Wade waited for her to continue, his throat tight.
“I was scared but I wasn’t done fighting.
I grabbed a rock and threw it at him. He started yelling about how I was a crazy bitch and he was going to kill me, so I picked up a second rock.
When he came at me again, his fist was raised.
I hit him before he could land another blow.
” Her watery gaze met his. “He fell down and never got up.”
Wade curled his own hands into fists. “What did you do with the rock?”
“I threw it in the water.”
“How did you bury him?”
“I didn’t. I was afraid to touch him, and I didn’t think I could drag him anywhere. He was too heavy.”
“You got help,” he said.
“I called Boyd. For all his faults, he loved me.”
Wade cringed at the words he’d spoken last night, still horribly true.
“He agreed to come to Lost Lake and get rid of the body. I agreed to marry him and have the baby.”
“That is so fucked up,” Wade said.
She gave him a wobbly smile. “Yes.”
Wade couldn’t have imagined a worse origin story.
He wanted to tell his mother that she was brave, and that Pickett had gotten what he deserved, but those reassuring statements wouldn’t form on his lips.

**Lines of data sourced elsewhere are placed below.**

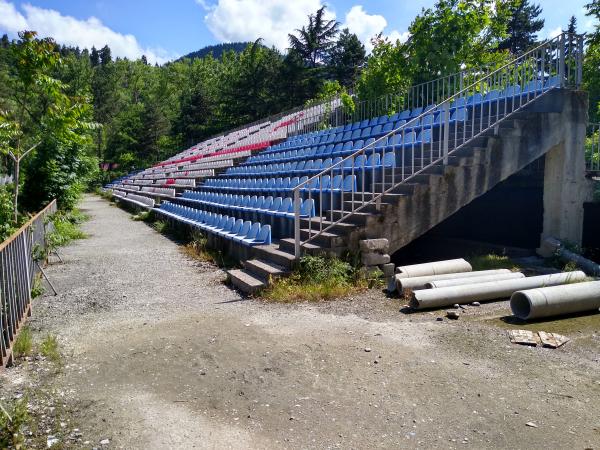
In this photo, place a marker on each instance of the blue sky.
(166, 29)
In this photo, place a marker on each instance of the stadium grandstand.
(321, 179)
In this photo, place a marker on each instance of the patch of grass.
(198, 249)
(161, 226)
(66, 228)
(38, 288)
(143, 216)
(320, 278)
(13, 419)
(49, 348)
(492, 262)
(23, 345)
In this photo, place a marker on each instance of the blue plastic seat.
(243, 232)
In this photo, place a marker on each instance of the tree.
(523, 26)
(346, 58)
(38, 111)
(572, 27)
(316, 39)
(105, 55)
(94, 57)
(591, 65)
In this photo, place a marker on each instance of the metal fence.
(592, 149)
(450, 119)
(18, 269)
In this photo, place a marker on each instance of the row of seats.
(344, 144)
(276, 206)
(239, 231)
(339, 183)
(368, 161)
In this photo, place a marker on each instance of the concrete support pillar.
(565, 185)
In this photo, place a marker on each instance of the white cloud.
(367, 26)
(247, 20)
(364, 25)
(273, 20)
(68, 30)
(554, 32)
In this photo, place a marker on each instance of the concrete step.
(246, 281)
(325, 239)
(265, 270)
(273, 253)
(357, 218)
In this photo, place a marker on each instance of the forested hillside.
(77, 107)
(216, 50)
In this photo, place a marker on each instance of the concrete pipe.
(434, 268)
(437, 298)
(556, 300)
(473, 280)
(420, 282)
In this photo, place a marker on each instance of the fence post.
(579, 60)
(297, 222)
(446, 131)
(561, 60)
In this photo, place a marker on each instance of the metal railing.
(592, 148)
(431, 138)
(18, 270)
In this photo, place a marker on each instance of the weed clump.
(49, 348)
(492, 262)
(23, 345)
(198, 249)
(13, 420)
(320, 278)
(66, 228)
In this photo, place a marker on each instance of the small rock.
(454, 315)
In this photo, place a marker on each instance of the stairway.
(425, 200)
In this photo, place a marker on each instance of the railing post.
(561, 60)
(297, 223)
(446, 131)
(579, 60)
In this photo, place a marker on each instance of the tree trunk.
(16, 199)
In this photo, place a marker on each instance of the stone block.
(374, 259)
(374, 245)
(388, 269)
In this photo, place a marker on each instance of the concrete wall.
(553, 125)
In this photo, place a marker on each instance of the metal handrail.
(17, 271)
(592, 150)
(553, 58)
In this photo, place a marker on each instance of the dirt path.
(161, 354)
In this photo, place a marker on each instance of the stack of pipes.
(443, 283)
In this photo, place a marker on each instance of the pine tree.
(105, 56)
(347, 58)
(522, 27)
(316, 39)
(94, 57)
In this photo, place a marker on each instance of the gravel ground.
(159, 353)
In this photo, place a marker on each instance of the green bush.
(13, 420)
(319, 278)
(24, 342)
(6, 211)
(66, 228)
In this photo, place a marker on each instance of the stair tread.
(245, 280)
(266, 266)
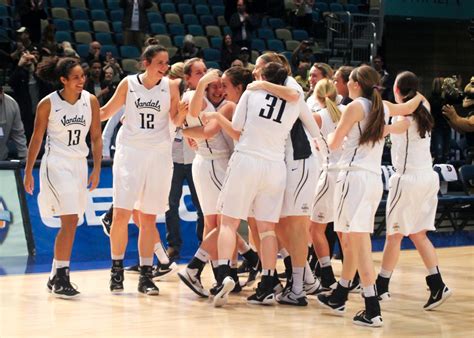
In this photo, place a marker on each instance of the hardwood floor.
(26, 309)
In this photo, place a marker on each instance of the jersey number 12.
(267, 112)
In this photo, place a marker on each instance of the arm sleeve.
(240, 114)
(308, 120)
(18, 132)
(109, 132)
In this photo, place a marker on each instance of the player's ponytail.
(368, 80)
(326, 93)
(407, 84)
(52, 69)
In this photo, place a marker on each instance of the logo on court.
(5, 214)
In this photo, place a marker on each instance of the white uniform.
(301, 174)
(63, 171)
(143, 166)
(210, 164)
(359, 185)
(323, 205)
(413, 192)
(256, 177)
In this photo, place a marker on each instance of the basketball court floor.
(26, 309)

He rose from the chair, his stomach roiling.
“Human remains were found by the lake after the tornado.”
“I know. Mary told me.”
He went to the sink and stared out the kitchen window. “The circumstances were suspicious enough to warrant an investigation. I opened it myself. I recommended a wrongful death determination.”
“Are you going to arrest me for murder?”
“Of course not.”
“And he hasn’t been identified?”
“Not yet.”
“Then what’s the problem?”
He turned to look at her. “The problem is that someone else might connect the dots, and I can’t stop them. I’m not in charge of the investigation anymore.”
“What do you mean?”
“I was taken off the case this morning.”